The Entry of CSTO Troops Would Be A Point of No Return for Kazakhstan
By Mehman Aliyev
TASS reported on Wednesday that Kazakhstan has appealed to its partners in the Collective Security Treaty Organization (CSTO) for help “in overcoming this terrorist threat. In so doing, Kazakhstan “described the unrest as an act of aggression.
Note that acting CSTO chairman Nikol Pashinyan reacted promptly to this appeal: “Owing to the appeal of Kazakh President Kassym-Jomart Tokayev and in view of the threat to national security and sovereignty of Kazakhstan, caused among other things by foreign interference, the CSTO Collective Security Council decided, in line with Article 4 of the Collective Security Treaty, to send a CSTO collective peacekeeping force to the Republic of Kazakhstan for a limited period to stabilize and normalize the situation there.
However, in his address to the nation Wednesday afternoon, Tokayev spoke of highly organized bandit and hooligan elements, of a carefully thought-out conspiratorial action plan that was financially motivated.

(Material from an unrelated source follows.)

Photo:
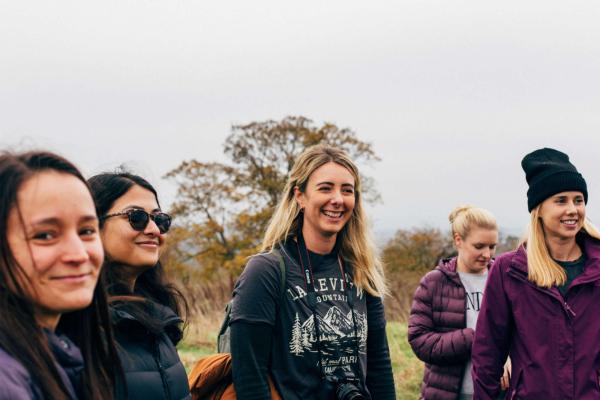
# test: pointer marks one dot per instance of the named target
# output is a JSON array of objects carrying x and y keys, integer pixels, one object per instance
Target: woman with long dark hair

Not a word about terrorism and aggression.
The very wording “aggression”, i.e. an external attack, was used later to justify the introduction of CSTO troops into Kazakhstan under Article 4 of the Collective Security Treaty: “If one of the member-states is subjected to aggression (armed attack threatening security, stability, territorial integrity and sovereignty), it will be considered by the member-states as aggression (armed attack threatening security, stability, territorial integrity and sovereignty) against all member-states. In case of aggression (armed attack threatening security, stability, territorial integrity and sovereignty) against any of the member-states, all other states, at the request of this member-state, will immediately provide it with the necessary assistance, including military, as well as support with the means at their disposal to ensure the right of collective defense to comply with Article 51 of the UN Charter.
However, there are no facts of aggression on the part of neighboring or other states against Kazakhstan. In other words, Article 4 cannot be used or it will be used in violation of the UN Charter. Article 51 of the UN Charter states: “This Charter shall in no way affect the inherent right of individual or collective self-defense if an armed attack occurs against a member state, until the Security Council has taken the measures required to maintain international peace and security. Measures taken by member-states to ensure the right of self-defense shall be immediately reported to the Security Council and shall in no way affect the authority and responsibility of the Security Council, under the present Charter, to take at any time such action, as it deems necessary to maintain or restore international peace and security.
Again, there is no fact of attack. Perhaps, we are talking about hybrid warfare or aggression. But then, if the head of Kazakhstan talks about aggression and terrorism, he must promptly submit to the UN Security Council, as required by the Charter, evidence of this and inform the UN about it – the organization where he worked in a high position, and knows better than anyone the mechanisms of this organization’ involvement.
In his address to the nation on January 5, Tokayev speaks clearly about the internal nature of the events. Moreover, Tokayev admits that the root of the problem is the political crisis in the country: “In the near future I will make new proposals on political transformation of Kazakhstan. I continue to adhere to the same position of consistent reforms”.
However, implementation of the reforms at gunpoint of “peacekeepers” is not the way to establish trust between the power and the society. This is fundamentally wrong. The Kazakh people will perceive the introduction of troops as an act of aggression by the CSTO, as it was perceived in Azerbaijan when on January 20, 1990 the Soviet troops were introduced into Baku for “the establishment of constitutional order”. This was the point of no return to the Soviet past.